In 1865, the property was purchased as a summer residence by John Joseph Caldwell Abbott, former prime minister of Canada and Mayor of Montreal. Sir Edward Seaborne Clouston purchased the domain from Abbott's estate in 1898.

== The site today ==
The site is on private property and therefore inaccessible. The 10 acre area is important part to Montreal's cultural and natural heritage for several reasons.

In November 2003, Quebec recognized its historical significance by classifying it a "Site historique". The Ministry of Culture and Communications has commissioned studies on the historical ownership of the fort, and funded archaeological research and repairs to consolidate the structure of the ruins, recognizing "the exceptional historic and prehistoric archaeological potential of the ruin and its surroundings".

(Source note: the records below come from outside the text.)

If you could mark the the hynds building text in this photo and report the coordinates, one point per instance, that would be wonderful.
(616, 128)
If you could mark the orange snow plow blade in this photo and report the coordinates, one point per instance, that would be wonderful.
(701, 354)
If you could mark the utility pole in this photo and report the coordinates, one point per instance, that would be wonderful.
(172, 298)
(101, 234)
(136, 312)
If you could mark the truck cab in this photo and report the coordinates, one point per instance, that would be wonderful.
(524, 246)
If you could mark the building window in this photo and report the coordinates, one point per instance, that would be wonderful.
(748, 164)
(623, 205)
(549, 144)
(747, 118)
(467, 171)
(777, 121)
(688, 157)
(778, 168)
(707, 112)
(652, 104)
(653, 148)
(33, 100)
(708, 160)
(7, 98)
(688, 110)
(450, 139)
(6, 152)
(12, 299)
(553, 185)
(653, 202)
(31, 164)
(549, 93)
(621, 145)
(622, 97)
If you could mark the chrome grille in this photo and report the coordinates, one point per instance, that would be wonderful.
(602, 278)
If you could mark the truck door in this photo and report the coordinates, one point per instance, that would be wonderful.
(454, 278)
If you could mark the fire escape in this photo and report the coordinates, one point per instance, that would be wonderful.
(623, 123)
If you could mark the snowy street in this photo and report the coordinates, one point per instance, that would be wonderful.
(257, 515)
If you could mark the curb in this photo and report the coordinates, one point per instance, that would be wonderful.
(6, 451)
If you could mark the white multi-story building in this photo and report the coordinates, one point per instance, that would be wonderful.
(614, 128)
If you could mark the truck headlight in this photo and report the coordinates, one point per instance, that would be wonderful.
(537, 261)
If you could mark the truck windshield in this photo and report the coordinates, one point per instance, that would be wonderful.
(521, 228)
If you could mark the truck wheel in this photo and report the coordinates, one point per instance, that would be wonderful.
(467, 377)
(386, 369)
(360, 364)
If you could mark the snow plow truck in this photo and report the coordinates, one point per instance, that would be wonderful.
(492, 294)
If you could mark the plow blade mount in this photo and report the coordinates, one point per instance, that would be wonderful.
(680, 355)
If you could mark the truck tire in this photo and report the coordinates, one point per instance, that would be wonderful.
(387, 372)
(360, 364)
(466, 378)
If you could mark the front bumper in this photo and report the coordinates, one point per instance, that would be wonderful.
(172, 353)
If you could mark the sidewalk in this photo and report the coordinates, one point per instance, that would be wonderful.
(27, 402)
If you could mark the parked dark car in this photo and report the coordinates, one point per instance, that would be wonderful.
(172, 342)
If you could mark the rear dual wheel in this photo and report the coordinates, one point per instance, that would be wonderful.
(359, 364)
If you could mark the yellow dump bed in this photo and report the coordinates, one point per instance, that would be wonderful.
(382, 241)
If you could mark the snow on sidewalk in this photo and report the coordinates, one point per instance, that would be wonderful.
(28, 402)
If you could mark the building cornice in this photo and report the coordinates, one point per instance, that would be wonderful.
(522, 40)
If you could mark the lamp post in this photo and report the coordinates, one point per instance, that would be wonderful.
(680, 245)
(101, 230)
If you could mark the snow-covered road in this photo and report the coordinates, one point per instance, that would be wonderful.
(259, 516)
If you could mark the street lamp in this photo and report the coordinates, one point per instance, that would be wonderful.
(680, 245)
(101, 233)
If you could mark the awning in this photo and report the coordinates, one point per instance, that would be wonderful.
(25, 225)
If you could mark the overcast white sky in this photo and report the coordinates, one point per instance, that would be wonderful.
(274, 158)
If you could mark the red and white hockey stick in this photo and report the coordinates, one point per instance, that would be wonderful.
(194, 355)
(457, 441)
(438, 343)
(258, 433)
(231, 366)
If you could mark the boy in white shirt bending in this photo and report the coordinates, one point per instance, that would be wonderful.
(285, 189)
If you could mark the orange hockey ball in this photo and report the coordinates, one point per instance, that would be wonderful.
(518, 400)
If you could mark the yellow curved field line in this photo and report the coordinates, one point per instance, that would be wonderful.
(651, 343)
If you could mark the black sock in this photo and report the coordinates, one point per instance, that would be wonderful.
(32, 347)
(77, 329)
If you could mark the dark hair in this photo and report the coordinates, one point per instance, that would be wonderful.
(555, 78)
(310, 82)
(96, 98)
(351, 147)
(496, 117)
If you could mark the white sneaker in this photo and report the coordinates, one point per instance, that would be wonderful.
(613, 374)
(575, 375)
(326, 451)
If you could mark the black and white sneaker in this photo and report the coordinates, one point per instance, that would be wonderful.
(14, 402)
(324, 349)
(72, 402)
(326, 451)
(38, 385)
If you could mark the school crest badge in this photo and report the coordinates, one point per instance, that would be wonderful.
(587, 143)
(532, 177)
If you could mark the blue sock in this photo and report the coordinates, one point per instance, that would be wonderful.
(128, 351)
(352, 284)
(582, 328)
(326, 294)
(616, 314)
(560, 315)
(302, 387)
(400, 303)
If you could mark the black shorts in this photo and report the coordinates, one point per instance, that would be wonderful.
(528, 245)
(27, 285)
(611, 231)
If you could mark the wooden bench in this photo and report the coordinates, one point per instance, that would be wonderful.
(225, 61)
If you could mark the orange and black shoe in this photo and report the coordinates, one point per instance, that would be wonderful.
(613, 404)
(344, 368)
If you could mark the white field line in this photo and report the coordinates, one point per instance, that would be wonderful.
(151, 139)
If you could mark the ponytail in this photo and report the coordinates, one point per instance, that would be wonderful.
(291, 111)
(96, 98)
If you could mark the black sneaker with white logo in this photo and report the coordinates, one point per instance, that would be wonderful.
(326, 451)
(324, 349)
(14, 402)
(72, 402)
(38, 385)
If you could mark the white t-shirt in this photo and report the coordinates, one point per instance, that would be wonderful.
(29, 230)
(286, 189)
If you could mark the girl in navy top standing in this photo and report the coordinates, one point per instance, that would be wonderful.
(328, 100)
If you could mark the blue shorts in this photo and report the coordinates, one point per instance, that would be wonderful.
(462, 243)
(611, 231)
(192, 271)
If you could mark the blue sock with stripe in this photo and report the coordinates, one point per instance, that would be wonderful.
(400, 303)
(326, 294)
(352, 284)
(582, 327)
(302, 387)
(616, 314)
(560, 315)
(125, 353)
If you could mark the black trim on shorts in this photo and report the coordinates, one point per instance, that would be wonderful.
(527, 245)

The site's value today includes its ecological and environmental significance, and its shoreline, which is in a semi-natural state, is part of the habitat for the rare map turtle. It is situated between the Lake of Two Mountains and the Senneville Forest ecoterritory, as described in Montreal's Natural Spaces Policy. Therefore, it could be considered part of the wildlife corridor (lien faunique) between the lake and the forest.